Sweet Hampstead and its Associations.
Publication London, Elliot Stock, 1900.
Description
One volume bound in two. Small quarto (235 by 160mm). Illustrated throughout and with 23 plates after watercolours, engraved views and portraits, extraillustrated with a folding lithographed map of Hampstead, three original pen and ink and colour wash drawings, and 257 plates of engraved views and portraits, and from photographs, all professionally inset into paper; modern half green morocco, gilt.

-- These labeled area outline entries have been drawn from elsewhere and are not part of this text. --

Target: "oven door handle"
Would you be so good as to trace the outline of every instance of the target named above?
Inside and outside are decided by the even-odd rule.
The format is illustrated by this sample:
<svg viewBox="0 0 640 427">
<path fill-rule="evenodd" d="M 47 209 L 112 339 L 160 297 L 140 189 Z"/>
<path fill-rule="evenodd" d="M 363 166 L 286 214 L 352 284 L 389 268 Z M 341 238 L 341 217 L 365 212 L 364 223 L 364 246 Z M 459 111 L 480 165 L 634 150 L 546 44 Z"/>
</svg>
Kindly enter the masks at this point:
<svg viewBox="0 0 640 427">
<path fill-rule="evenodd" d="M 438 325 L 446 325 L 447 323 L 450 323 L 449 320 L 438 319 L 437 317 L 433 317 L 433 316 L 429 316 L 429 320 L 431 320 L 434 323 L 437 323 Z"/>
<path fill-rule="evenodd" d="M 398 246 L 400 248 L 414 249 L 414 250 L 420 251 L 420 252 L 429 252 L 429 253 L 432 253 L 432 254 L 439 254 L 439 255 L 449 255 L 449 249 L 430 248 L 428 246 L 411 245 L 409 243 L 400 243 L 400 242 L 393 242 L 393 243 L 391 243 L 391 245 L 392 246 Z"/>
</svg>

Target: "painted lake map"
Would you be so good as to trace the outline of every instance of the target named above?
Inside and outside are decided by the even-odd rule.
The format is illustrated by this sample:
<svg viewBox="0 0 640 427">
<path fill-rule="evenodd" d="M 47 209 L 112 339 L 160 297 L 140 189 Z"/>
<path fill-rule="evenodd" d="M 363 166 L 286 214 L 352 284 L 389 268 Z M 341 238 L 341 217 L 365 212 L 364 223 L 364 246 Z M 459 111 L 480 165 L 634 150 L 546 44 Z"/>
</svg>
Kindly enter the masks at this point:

Hampstead from the time of Queen Anne to the turn of the twentieth century
First edition of White’s comprehensive topographical and social history of Hampstead, “recalling forgotten incidents connected with it, and memories of some of the celebrated men and women who, from the days of Queen Anne till our own”. Extra-illustrated with “the materials for the history of which lie scattered through many books not often read, and in the correspondence of dead men and women”, from mostly nineteenthcentury sources. Including a ‘Map of The Parish of St. John, Hampstead’, by Sprague & Co., for the ‘Records of Hampstead’, March 1890.
Provenance
With the bookplate of Frederick Cook, dated 1903, on each inside front cover.
BARRATT, Thomas
The Annals of Hampstead.
Publication
London, Adam and Charles Black, 1912.
Description
Three volumes. Folio (280 by 260mm). Six maps including four large and folding, 30 colour plates tipped-in on heavy stock, 36 half-tone plates, illustrated throughout; exceptionally fine original publisher’s blue decorated cloth, gilt, all edges gilt, preserved in modern blue morocco-backed slipcases.
Blowing bubbles in Hampstead
First edition, one of 500 examples, signed by the author. Thomas J. Barratt (1842-1914), started as a bookkeeper at the Pears soap manufactory at a young age. After marrying the daughter of F. Pears, he rose to become chairman and became responsible for commission the iconic Bubbles image for a Pears advertising campaign, and so launched the art of modern advertising.
Provenance
With the early ownership inscriptions of “Jn.o England” on the title-page and Dedication leaf.